物的生産性は、労働の視点から産出した数量で、「生産量÷労働者数」の計算式では一人当たりの産出量を導き出せます。一方で、「付加価値額÷労働者数」の計算式ですと、一人当たりの産出額を導き出せます。さらに計算は複雑になりますが、全要素生産性(TFP)といった指標もあります。
その他の生産性の指標
その他、生産性を表す指標はいくつかあり、ここでは財務視点でモニタリングすべき指標を紹介します。
労働分配率
付加価値額のうち給与などの人件費が占める割合を示します。「労働分配率=人件費÷付加価値額×100」の計算式で、高すぎると人員過剰になっている可能性があり、人的資源の最適な配分などを検討する必要があります。一方で、低いと従業員の待遇が悪い可能性が生じます。あくまで複数の指標とともに評価していき、自社の状態を分析するのが良いでしょう。
有形固定資産回転率
労働分配率は、人的資産に対する生産性を表す一指標ですが、有形固定資産回転率は、建物、土地、設備投資などが効率的に活用できているかの指標となります。

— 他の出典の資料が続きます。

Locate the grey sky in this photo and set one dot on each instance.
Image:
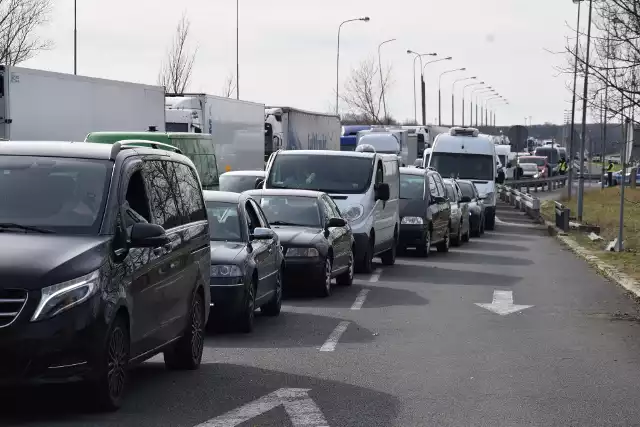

「有形固定資産回転率=売上高÷有形固定資産×100」の計算式となり、この数値が高いほど設備の生産性が高く、有効に活用できていると言えます。
労働装備率
従業員一人あたりに対する設備投資額を見る指標になります。「労働装備率=有形固定資産÷従業員数×100」の計算式となっており、この数値が高いほどIT〜デジタル機器の活用や各種設備が行われていると言えます。業界によって大きく数値は異なりますので、一人当たりの設備投資を見ながら、有形固定資産回転率もチェックして効率よく活用できているかを分析すると良いでしょう。
その他、生産性にまつわる財務指標
その他の財務指標で生産性や企業の稼ぐ力として見られる指標にROA、ROE、ROICなどがあります。投資家向けの指標であり、財務の専門的な分野となるので詳しい言及は避けますが、経営状態の把握や生産性を確認する指標として用いられます。
生産性は多角的に分析することが重要
生産性にまつわる指標を紹介しました。これらの指標は、自社の状態を把握するために用いられ、分析することで課題抽出ができ、改善するターゲットも定められます。例えば、一人当たりの労働生産性が低いので設備投資をしたが、有形固定資産回転率が悪いとなると、原因は導入したツールやソリューション、機器などが現場で有効活用されていない、という仮説が立ちます。
一概に労働生産性といっても業界、業種ごとに数値は大きく変化しますので、多角的に分析することで課題を抽出できるでしょう。